Hollow-core waveguides for particle image velocimetry

The use of a hollow-core fibre waveguide to deliver a light sheet for particle image velocimetry (PIV) inside an optically accessed internal combustion engine is presented. Fibre delivery applied to such small scale, high-speed fluid flow applications gives the potential to minimize the optical access required to an enclosed measurement volume. A 0.54 mm internal diameter hollow fibre was used to deliver 13 mJ, 8 ns pulses from a frequency-doubled (532 nm) Nd:YAG laser. The output from the fibre was focused into a thin light sheet and used to take PIV measurements as the test engine was cycled. Comparative measurements were also taken using a conventionally (bulk optic) delivered light sheet with closely similar properties. The PIV data taken using the two techniques are compared to demonstrate that the use of a hollow-core fibre generates similar data quality to conventional measurement techniques and is a viable alternative when complex access is required.

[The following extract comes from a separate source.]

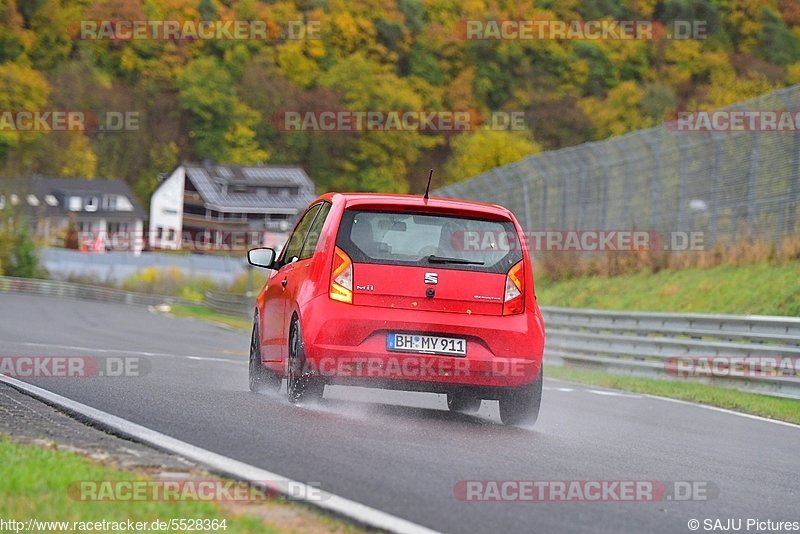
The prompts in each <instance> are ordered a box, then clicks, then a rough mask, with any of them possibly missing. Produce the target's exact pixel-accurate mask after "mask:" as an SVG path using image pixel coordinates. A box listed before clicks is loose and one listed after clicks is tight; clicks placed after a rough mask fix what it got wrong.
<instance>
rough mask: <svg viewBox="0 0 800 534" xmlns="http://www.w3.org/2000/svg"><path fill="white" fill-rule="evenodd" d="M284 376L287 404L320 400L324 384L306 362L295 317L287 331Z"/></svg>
mask: <svg viewBox="0 0 800 534" xmlns="http://www.w3.org/2000/svg"><path fill="white" fill-rule="evenodd" d="M288 360H289V361H288V371H287V374H286V377H287V380H286V395H287V397H288V399H289V402H290V403H292V404H298V403H300V402H302V401H304V400H321V399H322V395H323V393H324V392H325V383H324V382H322V381H321V380H320V379H319V378H318V377H316V376H314V372H313V370H312V369H311V367H310V366H309V364H308V360H306V353H305V348H304V346H303V334H302V331H301V330H300V321H299V320H298V319H297V318H296V317H295V318H294V320H293V321H292V326H291V327H290V329H289V358H288Z"/></svg>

Speckle contrast reduction in a large-core fiber delivering Q-switched pulses for fluid flow measurements

Due to their capability for supporting high-peak powers, large-core hollow optical fibers may be used to deliver high-peak-power nanosecond pulses for the fluid flow measurement technique of particle image velocimetry [Meas. Sci. Technol. 16, 1119 (2005)]. One drawback of using such fibers for fluid flow measurements is that the output suffers from a speckled interference pattern due to the fibers multimode nature, which can lead to a loss of spatial information and reduced data quality. Presented here is a technique to reduce the speckle contrast from these fibers when delivering nanosecond pulses. Significant smoothing of the output intensity distribution is demonstrated, giving an improved source of illumination for fluid flow measurements and other imaging techniques requiring pulsed laser illumination.

Adaptive extracavity beam shaping for application in nanosecond laser micromachining

The typical Gaussian intensity distribution generated at focus of a laser machining workstation is not always ideal for the application; instead other shapes such as ellipses, flat-tops (circular or square), or doughnuts can in some cases give better results. Also, other more complex beam profiles might be beneficial for surface micro structuring. In order to realise, and rapidly change between such beam shapes, we are investigating an adaptive optics approach based on using an iterative simulated annealing algorithm to control the actuators of a deformable mirror. A 37-element piezoelectric deformable mirror and a 37-element bimorph mirror were applied in an extracavity arrangement. Beam shaping results with these systems are presented and example laser machining is demonstrated in this paper. The results enabled by the deformable mirrors are compared to previous results using a spatial light modulator (SLM) based on a liquid crystal microdisplay. The SLM has a much higher resolution and enables complex beam shapes to be generated, however is much slower in response. Having an active beam shaping element incorporated in a laser machining workstation adds increased flexibility and improves process control.

Compensation for time fluctuations of phase modulation in a liquid-crystal-on-silicon display by process synchronization in laser materials processing.

We demonstrate the adverse influence of temporal fluctuations of the phase modulation of a spatial light modulator (SLM) display device on nanosecond laser micromachining. We show that active cooling of the display reduces the amplitude of these fluctuations, and we demonstrate a process synchronization technique developed to compensate for these fluctuations when applying the SLM to laser materials processing. For alternative SLM devices developed specifically for laser wavefront control (which do not exhibit such flickering problems), we show that our process synchronization approach is also beneficial to avoid machining glitches when switching quickly between different phase profiles (and hence beam patterns).